Wine quality is difficult to define, but can be evaluated based on the sensory characteristics of the product using the sensory skills of experts, which include, but are not limited to, vision (clarity and color), gustation (taste), and olfaction (aroma). Wine aroma may be the most important factor in assigning quality, as faults, like microbial contamination and lack of typicality of style, are often detected by olfaction [1]. Frequently used indicators of the potency of aroma compounds associated with these faults include odor detection threshold (ODT) and odor activity value (OAV) measurements. Sensory thresholds are ill-defined in theory [2], but are based on the lowest concentration of a compound at which individuals can perceive a difference in sensory quality, relative to a control.
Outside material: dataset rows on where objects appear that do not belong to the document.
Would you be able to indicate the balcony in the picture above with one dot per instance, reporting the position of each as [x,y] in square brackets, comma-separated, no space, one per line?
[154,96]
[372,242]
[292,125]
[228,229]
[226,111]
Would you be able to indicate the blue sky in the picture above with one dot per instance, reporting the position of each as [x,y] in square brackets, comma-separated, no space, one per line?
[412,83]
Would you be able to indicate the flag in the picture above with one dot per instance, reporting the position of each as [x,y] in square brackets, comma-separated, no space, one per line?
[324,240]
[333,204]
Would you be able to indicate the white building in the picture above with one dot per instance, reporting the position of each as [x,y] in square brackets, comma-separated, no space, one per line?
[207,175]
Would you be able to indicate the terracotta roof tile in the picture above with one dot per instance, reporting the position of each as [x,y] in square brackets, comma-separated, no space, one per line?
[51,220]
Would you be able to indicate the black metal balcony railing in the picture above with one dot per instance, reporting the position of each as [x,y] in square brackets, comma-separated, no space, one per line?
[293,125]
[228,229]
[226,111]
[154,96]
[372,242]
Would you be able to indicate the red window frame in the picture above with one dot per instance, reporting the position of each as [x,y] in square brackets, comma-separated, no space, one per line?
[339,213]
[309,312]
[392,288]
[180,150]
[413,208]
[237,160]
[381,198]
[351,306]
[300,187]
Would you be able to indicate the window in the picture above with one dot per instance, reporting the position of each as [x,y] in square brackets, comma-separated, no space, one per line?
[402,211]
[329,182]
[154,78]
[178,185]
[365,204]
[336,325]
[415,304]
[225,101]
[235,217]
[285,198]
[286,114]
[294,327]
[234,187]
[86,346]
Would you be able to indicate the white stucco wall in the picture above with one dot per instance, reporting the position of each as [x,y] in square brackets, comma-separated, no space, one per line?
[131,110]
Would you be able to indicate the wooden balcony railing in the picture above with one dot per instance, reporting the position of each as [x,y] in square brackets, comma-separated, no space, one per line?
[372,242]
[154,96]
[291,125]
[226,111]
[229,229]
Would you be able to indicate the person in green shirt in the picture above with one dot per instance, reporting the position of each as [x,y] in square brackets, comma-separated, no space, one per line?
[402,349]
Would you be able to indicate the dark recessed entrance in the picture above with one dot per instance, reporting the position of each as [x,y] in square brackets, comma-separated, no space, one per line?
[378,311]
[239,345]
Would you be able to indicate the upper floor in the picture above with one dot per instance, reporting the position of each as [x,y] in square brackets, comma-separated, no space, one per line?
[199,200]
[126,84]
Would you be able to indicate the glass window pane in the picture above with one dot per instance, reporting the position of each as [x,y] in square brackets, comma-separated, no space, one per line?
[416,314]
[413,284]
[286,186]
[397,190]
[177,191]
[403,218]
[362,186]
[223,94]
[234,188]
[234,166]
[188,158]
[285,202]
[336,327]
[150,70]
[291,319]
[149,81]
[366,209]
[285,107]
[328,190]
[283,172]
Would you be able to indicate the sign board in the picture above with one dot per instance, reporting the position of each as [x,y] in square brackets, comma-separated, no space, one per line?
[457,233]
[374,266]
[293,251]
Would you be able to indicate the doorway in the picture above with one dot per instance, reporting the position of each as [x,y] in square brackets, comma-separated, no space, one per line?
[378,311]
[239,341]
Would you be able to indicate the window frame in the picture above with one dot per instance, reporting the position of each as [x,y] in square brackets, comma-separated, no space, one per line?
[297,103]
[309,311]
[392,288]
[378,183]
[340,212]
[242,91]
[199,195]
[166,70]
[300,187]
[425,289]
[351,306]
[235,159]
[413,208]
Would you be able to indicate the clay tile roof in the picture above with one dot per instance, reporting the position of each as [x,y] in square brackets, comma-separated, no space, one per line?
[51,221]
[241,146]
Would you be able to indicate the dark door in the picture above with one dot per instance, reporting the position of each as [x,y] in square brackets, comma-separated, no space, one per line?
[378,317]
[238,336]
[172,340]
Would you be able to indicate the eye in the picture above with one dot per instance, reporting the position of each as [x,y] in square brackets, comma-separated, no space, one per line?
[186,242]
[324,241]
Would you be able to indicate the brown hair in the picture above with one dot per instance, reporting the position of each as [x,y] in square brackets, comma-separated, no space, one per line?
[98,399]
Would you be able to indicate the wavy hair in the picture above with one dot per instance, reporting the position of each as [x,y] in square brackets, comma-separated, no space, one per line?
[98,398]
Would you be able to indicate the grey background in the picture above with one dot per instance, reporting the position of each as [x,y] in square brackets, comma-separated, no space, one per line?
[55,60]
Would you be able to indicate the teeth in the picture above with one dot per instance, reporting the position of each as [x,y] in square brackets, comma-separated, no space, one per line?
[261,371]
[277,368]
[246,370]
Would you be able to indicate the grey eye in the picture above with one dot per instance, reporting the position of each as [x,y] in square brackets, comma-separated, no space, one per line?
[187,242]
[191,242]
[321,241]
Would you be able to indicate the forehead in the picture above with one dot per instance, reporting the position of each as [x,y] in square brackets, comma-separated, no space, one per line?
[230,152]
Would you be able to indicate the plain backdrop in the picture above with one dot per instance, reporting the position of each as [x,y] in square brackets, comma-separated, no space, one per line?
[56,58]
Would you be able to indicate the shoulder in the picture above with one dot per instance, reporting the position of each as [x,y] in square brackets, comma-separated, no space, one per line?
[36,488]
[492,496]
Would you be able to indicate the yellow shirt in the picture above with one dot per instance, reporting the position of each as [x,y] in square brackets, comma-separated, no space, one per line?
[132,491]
The ODT, which may be mg/L (ppm), µg/L (ppb), or ng/L (ppt), is numerically equal to the minimum concentration at which 50% of the judges succeed in differentiating a sample from a control [3]. The triangle test has been widely used for determining the detection threshold of volatile compounds important to wine aroma, including: Diacetyl [4]; oak lactone [5]; 3-isopropyl-2-methoxypyrazine [6], and rotundone [7]. The International Standards Organization (ISO) 13301 standard (encompassed in the American Society for Testing and Materials (ASTM) Standard Practice E679-04 [8]) has been used to establish detection thresholds for 2,4,6-trichloroanisole (TCA) [9] and ethyl hexanoate in solution with tannin and mucin [10]. The OAV is defined as the concentration of a compound present in a matrix divided by the ODT for that compound in that specific matrix. Generally, the larger the OAV, the more likely that compound would contribute to the overall odor of a complex odor mixture [10]. In theory, ODTs and OAVs may be determined this way for compounds of interest [10], but, in practice, a large number of issues influence the perception of these measures. Matrix effects, for example, have been shown to influence ODT perception in wine [11,12,13], and would therefore influence OAVs. The presence of other compounds in solution can also change the perception of target aromas, not just above the ODT (supra-threshold), but also below it (i.e., at sub- or infra-threshold). For example, the impact of infra- and supra-threshold concentrations of ethylphenols on wine was investigated [14], and it was found that both sub- and supraliminal concentrations of off-flavors not only changed the “hedonic valence” (positive or negative character) of the perception, but had a masking effect on fruity notes.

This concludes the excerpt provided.